In the Science Wars of the 1990s, 'postmodernist' scholars claimed that the social structure of the scientific community influenced the development of scientific thought and argued that this influence somehow invalidated science. To the working scientist, it is obvious that the course of scientific development is influenced by the humanity of its practitioners and is not merely a function of some predetermined logical path. Most scientists (with the delightful exception of Alan Sokal) ignored their postmodern critics, allowing flying airplanes and nuclear power plants to argue in their stead.
Mathematics, like any science, is a human enterprise and is not driven solely by logical or scientific forces. The social structure of the mathematics community plays an important role in determining what questions get attention and funding. What determines which questions mathematicians find interesting?

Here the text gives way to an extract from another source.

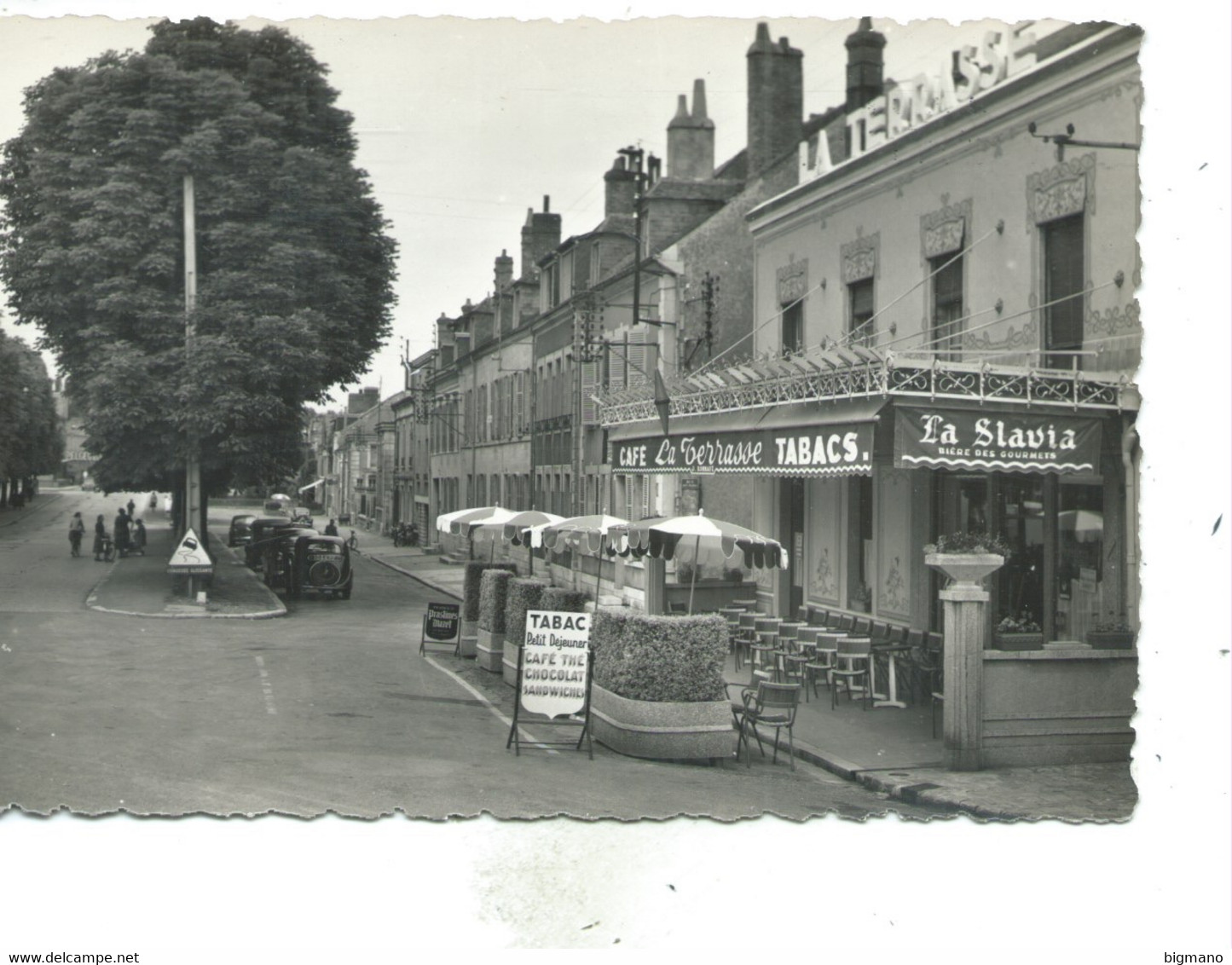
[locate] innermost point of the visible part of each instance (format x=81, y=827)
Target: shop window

For the purpose of discussion, I will divide the universe of mathematical problems into three nebulous subsets. (i) There are problems which arise directly from science and engineering questions. For example, physicists might determine that some aspect of high energy particle physics is modelled by a previously unexplored system of partial differential equations. Do these equations have solutions? Are the solutions physically reasonable? Questions like this fall directly in the laps of mathematicians. (ii) Mathematicians attempting to answer questions arising in science or engineering repeatedly observe similar types of mathematical problems arising in disparate fields. They abstract common elements from these similar problems and try to develop a theory which will provide a general framework for simultaneously answering many problems arising in diverse fields. (iii) Pure mathematics generally refers to questions and investigations whose applications to the external scientific and engineering community are neither obvious nor motivating.
Mathematics has an amazing history of developing tools and ideas decades - or even centuries - before applications of these tools to science, engineering, or business are discovered. For example, in my youth, I often thought of number theory as coffee table mathematics, meaning it was pretty but of no practical value. As so often happens in mathematics, however, techniques developed to answer abstract questions in number theory became the foundation of the modern cryptographic systems employed by the world's financial institutions. This transition from pure mathematics to very applicable mathematics happens frequently and blurs my above division of the mathematical universe.
Mathematicians working in problems of type (i) often rely on the judgments of their nonmathematical collaborators in assessing the relative importance of their work. Hence we will shunt the sociological questions associated with this section of mathematics to other fields of science. Problems of the second type are a hybrid of the first and third; hence we focus on the third species. Problems in pure mathematics gain prominence in several ways, including: longevity, centrality, and social promotion.
Problems which have been well known for many decades or centuries but have resisted the attacks of well known mathematicians become more "valuable" with each passing year, even if their potential applications to science or mathematics have not grown in the interim. Mathematicians simply do not like to be defeated. Solving a well known problem which has survived a half century of attack will usually land you a professorship at a prestigious university.
In the development of a subfield of mathematics, problems often arise whose solution will greatly extend the scope of the subfield or perhaps simply fill an obvious gap in the theory. The greater the extension, or the more important the gap, the higher the solution is valued. Of course, the importance of the extension is still partially a social construct. Mathematicians develop their own sense of the relative importance of various aspects of their field, but it is impossible to ignore the opinions of their teachers and colleagues when forming these judgments.
Some prominent mathematicians are proselytizers. They identify an area of mathematics which they think deserves more attention and push others to devote energy to attacking problems in these areas. The more students, postdocs, invited lectures, and important publications they have, the greater the impact of their proselytizing. The greater your contributions to those problems deemed important by the community, the larger is your role in defining what the community deems important.
Hence, social constructs play an important role in the community's determination of the importance of mathematical work. This determination has coercive power through the grant, referee, and promotion processes. The great strides (as defined by the community...) mathematics has made over the last century argues that mathematics has functioned quite well subject to these social influences. In fact, only a believer in some abstract utopian vision of science should find the social aspect of science surprising.